Sunday 5 January 2014

I often get asked about the relevance of meal frequency/food distribution throughout the day. Especially the topic of carbs after a certain time 'carbs after dark' seems to be a bit of trend at the moment, I especially LOVE a bit of late night carbs. So why are carbs after dark seen as such a bad thing? A  lot of people insist that foods with a high fat/carb quantity past a certain time of the day are bad in that your body stores this as fat. Uhhh..no. In fact, a fairly recent study was taken to examine whether carbs later at night make a difference. A group of people where split into 2 (both groups ate a calorie controlled diet of the same calories/fats.carbs/protein), one group ate carbohydrates throughout the day, the other ate 80% during the night. The results were that the group who ate their carbs mainly at night actually lost more weight! not only did they lose more weight, they weren't as hungry. 
So where did this bro science rumour come from?
It seems logical to think that our metabolism slows down at night right? FALSE. 
In fact, if anything it speeds up. Data suggests that lean individuals' sleeping metabolic rates are faster than their metabolic rates during the day time. Whereas in obese individuals, when they are asleep their metabolic rate is slowed significantly. 
Another assertion is that to build the body you need to maintain carbs every 2-3 hours, this is supposed to keep glucose levels 'steady' but this isn't the case. When you eat carbs, the body releases insulin to drive blood glucose into cells, the release of this insulin actually makes you hungry. Eating carbs every 2-3 hours actually makes you crave carbs like clockwork, making you think that you actually need carbs every 2-3 hours.  I eat 4 large meals a day, and a few snacks, I find it easier to achieve with my lifestyle. 

On looking into eating in the night, I've found some interesting points. One reason why we tend to eat in the night is because psychologically it makes more sense to eat lighter during the day and reward ourselves in the night, the other way around it simply does not seem right!  (to eat a lot during the day and consciously eat less at night)
However, in my case I have to eat a lot throughout the day to get my macros in.

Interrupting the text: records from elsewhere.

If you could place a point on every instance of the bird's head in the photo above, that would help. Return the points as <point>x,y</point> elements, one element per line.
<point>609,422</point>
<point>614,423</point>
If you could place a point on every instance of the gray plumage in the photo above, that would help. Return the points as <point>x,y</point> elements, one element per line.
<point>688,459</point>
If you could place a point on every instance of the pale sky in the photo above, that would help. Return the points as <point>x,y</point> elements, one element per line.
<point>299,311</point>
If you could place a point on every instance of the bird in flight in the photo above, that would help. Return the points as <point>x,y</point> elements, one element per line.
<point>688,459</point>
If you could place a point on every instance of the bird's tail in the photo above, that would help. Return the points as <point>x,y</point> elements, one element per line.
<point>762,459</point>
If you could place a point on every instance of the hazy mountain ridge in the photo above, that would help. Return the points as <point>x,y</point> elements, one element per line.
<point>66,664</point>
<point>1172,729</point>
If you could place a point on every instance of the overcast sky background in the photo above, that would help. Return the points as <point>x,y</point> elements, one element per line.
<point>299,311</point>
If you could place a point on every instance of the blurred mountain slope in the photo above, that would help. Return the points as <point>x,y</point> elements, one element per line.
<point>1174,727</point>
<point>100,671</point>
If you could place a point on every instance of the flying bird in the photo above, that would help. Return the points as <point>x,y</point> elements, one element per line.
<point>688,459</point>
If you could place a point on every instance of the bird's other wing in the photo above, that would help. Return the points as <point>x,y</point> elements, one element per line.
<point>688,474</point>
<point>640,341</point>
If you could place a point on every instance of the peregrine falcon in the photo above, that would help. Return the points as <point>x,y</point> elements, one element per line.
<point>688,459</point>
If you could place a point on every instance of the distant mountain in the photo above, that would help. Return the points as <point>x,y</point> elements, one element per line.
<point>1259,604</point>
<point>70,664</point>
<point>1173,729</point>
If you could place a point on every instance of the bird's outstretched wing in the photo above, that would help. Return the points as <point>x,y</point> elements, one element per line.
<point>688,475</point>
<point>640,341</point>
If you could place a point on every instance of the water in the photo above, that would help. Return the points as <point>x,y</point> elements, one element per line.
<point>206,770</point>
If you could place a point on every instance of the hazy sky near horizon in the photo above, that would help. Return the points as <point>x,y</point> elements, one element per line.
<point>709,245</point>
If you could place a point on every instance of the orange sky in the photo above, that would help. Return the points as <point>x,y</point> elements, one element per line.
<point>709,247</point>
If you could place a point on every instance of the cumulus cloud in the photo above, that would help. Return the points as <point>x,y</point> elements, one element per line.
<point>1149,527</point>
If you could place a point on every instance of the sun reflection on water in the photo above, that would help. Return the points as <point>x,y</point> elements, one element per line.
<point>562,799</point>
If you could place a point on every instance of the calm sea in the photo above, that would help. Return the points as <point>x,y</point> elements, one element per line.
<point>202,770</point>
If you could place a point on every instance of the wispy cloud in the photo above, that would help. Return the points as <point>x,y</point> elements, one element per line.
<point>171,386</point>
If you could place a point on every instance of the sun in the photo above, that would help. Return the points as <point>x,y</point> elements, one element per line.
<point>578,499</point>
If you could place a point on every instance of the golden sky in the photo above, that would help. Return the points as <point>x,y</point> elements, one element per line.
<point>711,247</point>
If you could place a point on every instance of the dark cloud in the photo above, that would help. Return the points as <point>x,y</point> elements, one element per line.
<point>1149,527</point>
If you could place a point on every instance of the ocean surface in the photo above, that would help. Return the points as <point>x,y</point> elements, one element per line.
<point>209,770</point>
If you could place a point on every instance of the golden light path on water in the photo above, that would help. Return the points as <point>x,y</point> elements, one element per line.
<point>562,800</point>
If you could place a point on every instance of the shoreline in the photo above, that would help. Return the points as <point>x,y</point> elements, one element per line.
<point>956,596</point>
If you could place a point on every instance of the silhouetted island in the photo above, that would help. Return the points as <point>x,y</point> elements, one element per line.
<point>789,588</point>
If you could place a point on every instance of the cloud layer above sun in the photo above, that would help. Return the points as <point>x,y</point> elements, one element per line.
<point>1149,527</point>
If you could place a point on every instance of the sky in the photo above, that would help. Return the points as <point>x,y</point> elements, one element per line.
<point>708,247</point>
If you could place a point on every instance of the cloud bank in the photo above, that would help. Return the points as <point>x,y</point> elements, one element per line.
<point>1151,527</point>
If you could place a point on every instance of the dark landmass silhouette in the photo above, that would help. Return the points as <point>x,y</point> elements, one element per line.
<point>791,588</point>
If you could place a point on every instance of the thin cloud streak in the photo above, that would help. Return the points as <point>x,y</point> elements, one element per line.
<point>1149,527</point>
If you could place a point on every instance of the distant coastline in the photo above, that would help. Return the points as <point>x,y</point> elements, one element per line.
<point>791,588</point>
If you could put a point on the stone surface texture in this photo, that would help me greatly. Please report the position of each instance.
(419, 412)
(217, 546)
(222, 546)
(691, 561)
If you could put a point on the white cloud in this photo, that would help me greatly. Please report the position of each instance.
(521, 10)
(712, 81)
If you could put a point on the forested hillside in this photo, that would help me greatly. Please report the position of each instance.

As long as you account for total calories and food choices, meal frequency and food distribution is less relevant in terms of fat loss, though it makes sense to eat more at night. The key is to make the diet fit your life, not the other way around, to give you the best chance of succeeding.

Carbs I eat after dark: 
-Rice cakes, peanut butter and banana, sprinkled with cinnamon . I usually have 2 rice cakes, 1 tbsp of peanut butter and half a banana. 
Calories : 200
Fat: 8.5
Carbs: 27.7
Protein : 5.8 
- Natural yogurt (200g)  and whey protein (1 scoop)
Calories: 255
Fat: 10
Carbs : 10
Protein : 25
-Banana (split in half) covered in peanut butter with dark chocolate chips
Calories: 244
Fat: 13.1
Carbs: 29.43
Protein: 5.9

If I'm particularly low on carbs for that day I'll have some Sweet potato with cinnamon (200g)
or some oats (70g)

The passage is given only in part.